Yargıtay 15. Ceza Dairesi, kendilerini "hoca" olarak tanıtıp, kızlarının bahtının kapalı olduğuna ve evlerinin bahçesinden altın çıkaracaklarına inandırdıkları kişilerin para ve altınlarını alan sanıklara "dolandırıcılık" suçundan verilen cezayı az bularak, sanıkların "nitelikli dolandırıcılık" suçundan mahkum edilmesine karar verdi. Hatay'da, 2006'da kendilerini "hoca" olarak tanıtan sanıklar, bir aileyi, kızlarının bahtının kapandığına ve evlerinde muska olduğuna inandırıp, evlerine geldi. Çeşitli dualar okuyup, kızlarının elbisesinden muska çıktığını söyleyen sanıklar, muskayı bozup yeni muska yaptıklarını belirterek aileden para aldı. Ayrıca evlerinin bahçesinde bir küp altın olduğunu, bu altını çıkarmak için çeşitli dualar ve törenler yapılması gerektiğini de söyleyen sanıklar, yanlarında getirdikleri ilaçla küp içerisindeki maddeyi altına çevirecekleri vaatleriyle aileyi kandırıp altın ve paralarını aldı. Paralarını kaybeden ailenin dava açtığı Hatay 1. Ağır Ceza Mahkemesi sanıkları "dolandırıcılık" suçundan mahkum etti.
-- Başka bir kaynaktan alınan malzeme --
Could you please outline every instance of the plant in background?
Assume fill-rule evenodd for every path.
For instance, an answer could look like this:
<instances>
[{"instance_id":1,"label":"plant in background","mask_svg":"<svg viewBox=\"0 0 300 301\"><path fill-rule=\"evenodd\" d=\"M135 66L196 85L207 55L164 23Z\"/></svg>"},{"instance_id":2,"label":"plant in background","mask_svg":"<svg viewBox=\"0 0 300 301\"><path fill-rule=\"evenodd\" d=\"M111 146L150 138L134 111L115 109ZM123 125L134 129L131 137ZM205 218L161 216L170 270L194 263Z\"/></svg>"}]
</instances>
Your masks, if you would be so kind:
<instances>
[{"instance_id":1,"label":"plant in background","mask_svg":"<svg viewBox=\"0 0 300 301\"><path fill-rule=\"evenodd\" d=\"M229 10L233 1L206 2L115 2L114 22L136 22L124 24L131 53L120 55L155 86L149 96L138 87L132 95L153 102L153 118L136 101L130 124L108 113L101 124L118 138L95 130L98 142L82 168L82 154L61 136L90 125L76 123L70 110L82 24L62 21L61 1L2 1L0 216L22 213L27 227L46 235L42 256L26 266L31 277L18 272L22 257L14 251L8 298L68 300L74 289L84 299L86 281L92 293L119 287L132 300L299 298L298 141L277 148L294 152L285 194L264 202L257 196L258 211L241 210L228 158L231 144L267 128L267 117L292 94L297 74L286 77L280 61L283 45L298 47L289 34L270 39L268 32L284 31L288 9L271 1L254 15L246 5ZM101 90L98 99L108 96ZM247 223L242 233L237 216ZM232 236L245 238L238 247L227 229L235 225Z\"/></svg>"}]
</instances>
Temyiz üzerine dosyayı görüşen Yargıtay 15. Ceza Dairesi ise yerel mahkeme kararını bozarak, sanıklara "dolandırıcılık" suçundan verilen cezayı az bulup suçun "dini inanç ve duyguların istismar edilmesi suretiyle" işlendiği gerekçesiyle "nitelikli dolandırıcılık" olduğuna hükmetti.
DİNİ İSTİSMAR
Dairenin kararında şöyle denildi: "Dolandırıcılık suçunun, dini inanç ve duyguların istismar edilmesi suretiyle işlenmesi, bu suçun temel şekline göre daha ağır bir cezayla cezalandırılmayı gerektiren bir durum olarak 5237 sayılı Türk Ceza Kanunu'nun (TCK) 158/1a maddesinde düzenlenmiştir. Sanıkların eylemleri de TCK'nın 158/1-a maddesinde düzenlenen 'dini inanç ve duyguların istismar edilmesi suretiyle' nitelikli dolandırıcılık suçunu oluşturmaktadır. Ayrıca sanıklar değişik zamanlarda kısa aralıklarla aynı suçu birden fazla işledikleri için cezalarının zincirleme suç hükümlerine göre artırılması gerekir." TCK'nın "dolandırıcılık" suçunu düzenleyen 157. maddesi, bu suçu işleyenlere 1 yıldan 5 yıla kadar hapis cezası verilmesini öngörüyor. Bu suçun, "dini dini inanç ve duyguların istismar edilmesi suretiyle" işlenmesi halinde suç vasfı "nitelikli dolandırıcılık" olarak kabul ediliyor ve ceza 2 yıldan 7 yıla kadar çıkarılıyor.